- Episode no.: Season 35 Episode 7
- Directed by: Matthew Nastuk
- Written by: Elisabeth Kiernan Averick
- Production code: OABF19
- Original air date: November 19, 2023

Episode features
- Couch gag: A turkey is created by cutting a tracing of a hand. The turkey eats seeds, which causes a member of the Simpson family to appear on each finger. It walks to the couch and eats another seed. This causes the turkey to defecate Homer.

Episode chronology
| ← Previous "Iron Marge" | Next → "Ae Bonny Romance" |
- The Simpsons season 35

= It's a Blunderful Life =

"It's a Blunderful Life" is the seventh episode of the thirty-fifth season of the American animated television series The Simpsons, and the 757th episode overall. It aired in the United States on Fox on November 19, 2023. The episode was directed by Matthew Nastuk and written by Elisabeth Kiernan Averick.
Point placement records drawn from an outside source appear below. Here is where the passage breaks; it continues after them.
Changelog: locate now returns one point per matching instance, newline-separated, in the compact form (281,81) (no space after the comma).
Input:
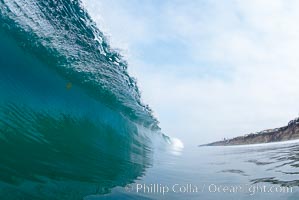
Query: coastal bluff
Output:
(289,132)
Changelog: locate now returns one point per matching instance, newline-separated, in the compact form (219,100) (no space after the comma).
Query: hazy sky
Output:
(209,69)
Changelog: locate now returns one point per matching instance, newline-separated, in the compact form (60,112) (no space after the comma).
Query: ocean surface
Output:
(73,125)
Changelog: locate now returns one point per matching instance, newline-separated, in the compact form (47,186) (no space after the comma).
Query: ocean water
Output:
(73,125)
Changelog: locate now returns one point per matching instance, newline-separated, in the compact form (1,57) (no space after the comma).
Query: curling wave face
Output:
(71,119)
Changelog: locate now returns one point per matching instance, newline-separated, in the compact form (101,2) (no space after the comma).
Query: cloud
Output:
(210,69)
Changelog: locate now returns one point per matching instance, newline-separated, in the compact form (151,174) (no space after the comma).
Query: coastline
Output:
(285,133)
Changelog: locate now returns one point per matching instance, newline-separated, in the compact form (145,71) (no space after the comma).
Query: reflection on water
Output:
(249,172)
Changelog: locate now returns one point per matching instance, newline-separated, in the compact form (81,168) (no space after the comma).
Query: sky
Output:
(209,69)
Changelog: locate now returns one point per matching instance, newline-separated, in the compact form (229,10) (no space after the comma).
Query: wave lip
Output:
(72,122)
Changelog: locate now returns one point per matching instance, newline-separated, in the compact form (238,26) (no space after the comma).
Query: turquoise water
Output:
(240,172)
(73,126)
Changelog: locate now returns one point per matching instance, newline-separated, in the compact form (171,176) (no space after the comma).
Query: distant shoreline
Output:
(285,133)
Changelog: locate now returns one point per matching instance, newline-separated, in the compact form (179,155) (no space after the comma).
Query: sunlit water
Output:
(239,172)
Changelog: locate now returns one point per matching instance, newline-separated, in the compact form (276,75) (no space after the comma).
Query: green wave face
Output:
(71,120)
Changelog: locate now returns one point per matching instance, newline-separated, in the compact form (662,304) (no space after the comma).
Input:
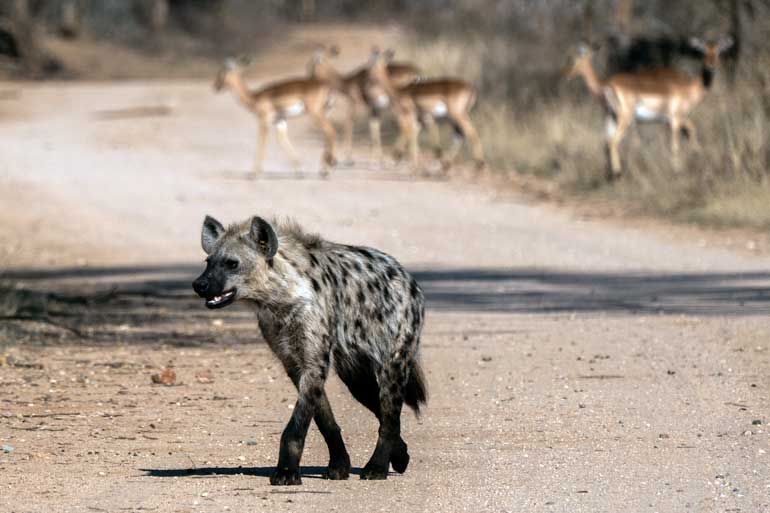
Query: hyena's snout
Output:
(201,285)
(212,290)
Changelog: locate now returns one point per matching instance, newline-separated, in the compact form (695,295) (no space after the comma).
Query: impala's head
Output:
(378,65)
(711,51)
(578,61)
(230,70)
(319,66)
(238,260)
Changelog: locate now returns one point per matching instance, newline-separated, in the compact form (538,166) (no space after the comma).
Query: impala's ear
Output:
(724,43)
(698,44)
(263,235)
(212,231)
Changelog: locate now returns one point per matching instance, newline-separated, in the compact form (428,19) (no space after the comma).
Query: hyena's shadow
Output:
(310,472)
(248,176)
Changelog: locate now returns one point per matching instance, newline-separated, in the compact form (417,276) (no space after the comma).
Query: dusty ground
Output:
(573,365)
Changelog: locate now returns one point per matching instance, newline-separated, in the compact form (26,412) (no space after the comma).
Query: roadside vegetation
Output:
(540,125)
(538,129)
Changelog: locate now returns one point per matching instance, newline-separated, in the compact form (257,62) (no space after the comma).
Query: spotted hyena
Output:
(322,305)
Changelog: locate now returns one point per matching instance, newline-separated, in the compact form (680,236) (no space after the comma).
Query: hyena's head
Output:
(238,258)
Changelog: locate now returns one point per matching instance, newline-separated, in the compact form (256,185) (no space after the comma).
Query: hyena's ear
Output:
(264,237)
(210,234)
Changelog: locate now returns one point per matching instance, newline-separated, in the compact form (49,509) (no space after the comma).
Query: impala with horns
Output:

In this episode, Homer is blamed for causing a town blackout, and Marge doubts him when he claims his innocence. The episode received mixed reviews.

== Plot ==
In the future, the Simpson family gathers for Thanksgiving after Homer died. Before eating, they light candles in memory of a blackout that almost ruined the town. Lisa then tells the story of why they light candles. In the present, Marge asks Homer to install the storm windows, which he promises to do after work. At the power plant, the workers are having a party while Mr. Burns is welcoming new workers who will replace the partying workers. Homer is forced throw out the garbage from the party. At the same time, Mr. Burns overloads a power outlet, starting a fire. This causes a power plant meltdown, and the town loses power. The workers blame Homer.

When Homer arrives home, he installs the storm windows. His behavior makes Marge think that Homer caused the blackout. He denies it, but Marge does not believe him. People begin to throw objects through the windows. The next day, the food in the refrigerator is missing. Marge thinks Homer ate it, and she stops him when he tries to explain. Homer tries to go to Moe's Tavern, but no one wants him there, so he returns home. Overnight, the townspeople move the Simpson house away to the top of a rocky mountain.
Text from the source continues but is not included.